Clancy hätte sich gewünscht, dass die Berichte, die dem Parlament vorlagen, weitere Experimente verlangt und nicht nur empfohlen hätten. Und auch Abgeordnete im britischen Unterhaus kritisierten, dass die gesamte Gesetzesinitiative mit einer unnötigen und risikoreichen Eile vorangetrieben worden sei: „Einige der vorklinischen Tests sind erst im Juni abgeschlossen worden“, wirft der Abgeordnete Paisley der „Democratic Unionist Party“ ein. „Ich stehe diesem Verfahren nicht im Wege, allerdings sollten wir unsere Entscheidung in dieser Sache nur auf Grundlage von sicheren wissenschaftlichen Beweisen und nicht aufgrund von psychologischer Erpressung und emotionalen Argumenten treffen.“
Die Debatte über die Technik ist mit dem Gesetzesentwurf im Februar allerdings noch lange nicht abgeschlossen. Im Oktober wird die zuständige Behörde die Richtlinien für die konkrete Anwendung veröffentlichen. Ein strenges Lizenzsystem und Fall-zu-Fall-Entscheidungen sind im Gespräch.

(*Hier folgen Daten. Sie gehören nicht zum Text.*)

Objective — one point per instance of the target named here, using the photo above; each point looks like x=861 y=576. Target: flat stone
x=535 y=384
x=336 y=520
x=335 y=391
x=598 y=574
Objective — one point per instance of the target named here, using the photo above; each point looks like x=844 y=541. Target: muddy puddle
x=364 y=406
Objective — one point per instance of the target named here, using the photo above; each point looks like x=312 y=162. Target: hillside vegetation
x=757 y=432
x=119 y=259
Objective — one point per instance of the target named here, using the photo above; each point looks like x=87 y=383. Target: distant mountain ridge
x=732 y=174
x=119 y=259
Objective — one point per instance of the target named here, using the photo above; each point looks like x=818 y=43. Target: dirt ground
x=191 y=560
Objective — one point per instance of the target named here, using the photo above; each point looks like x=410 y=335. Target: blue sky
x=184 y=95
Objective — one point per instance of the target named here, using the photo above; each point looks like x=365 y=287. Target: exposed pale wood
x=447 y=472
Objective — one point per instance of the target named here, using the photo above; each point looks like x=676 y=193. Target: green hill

Scrollt man durch die Seiten von Selbsthilfegruppen für Mitochondriopathie in sozialen Netzwerken, versteht man, warum keine einzige Patientenorganisation die britische Gentechnik ablehnt: „Es wird nicht einfacher, nur von Tag zu Tag schwerer“, postet eine Mutter unter dem Bild ihres mit fünf Monaten verstorbenen Babys. Gleich darunter lacht Katelynn, ein etwa zweijähriges Mädchen, in die Kamera. Ende Februar ist auch sie verstorben. Es reihen sich Bilder von Kindern in Krankenhausbetten aneinander. Denn am häufigsten tritt dieser Gendefekt nach der Geburt auf. Die Überlebenschancen gehen gegen null.
„Manchmal habe ich Angst, dass ich mich zu sehr freue“, meint Kim, deren Kinderwunsch durch Wahrscheinlichkeiten, Risiken und ihr kurzes, eingeschränktes Leben bestimmt ist. „Doch auch wenn mir diese Methode niemals zur Verfügung stehen sollte: Wir Mito-Patienten sind wie eine kleine Familie. Ich wäre über jede Frau glücklich, die dank dieser Technik gesunde Kinder bekommen kann.“
Wenn es das stressige Masterstudium in London erlaubt, arbeitet Annette Kammerer frei für Print und Radio. Von Gentechnik erfuhr sie das erste Mal in der achten Klasse - da hieß es noch Gentechnik am Menschen sei realitätsferne Zukunftsmusik.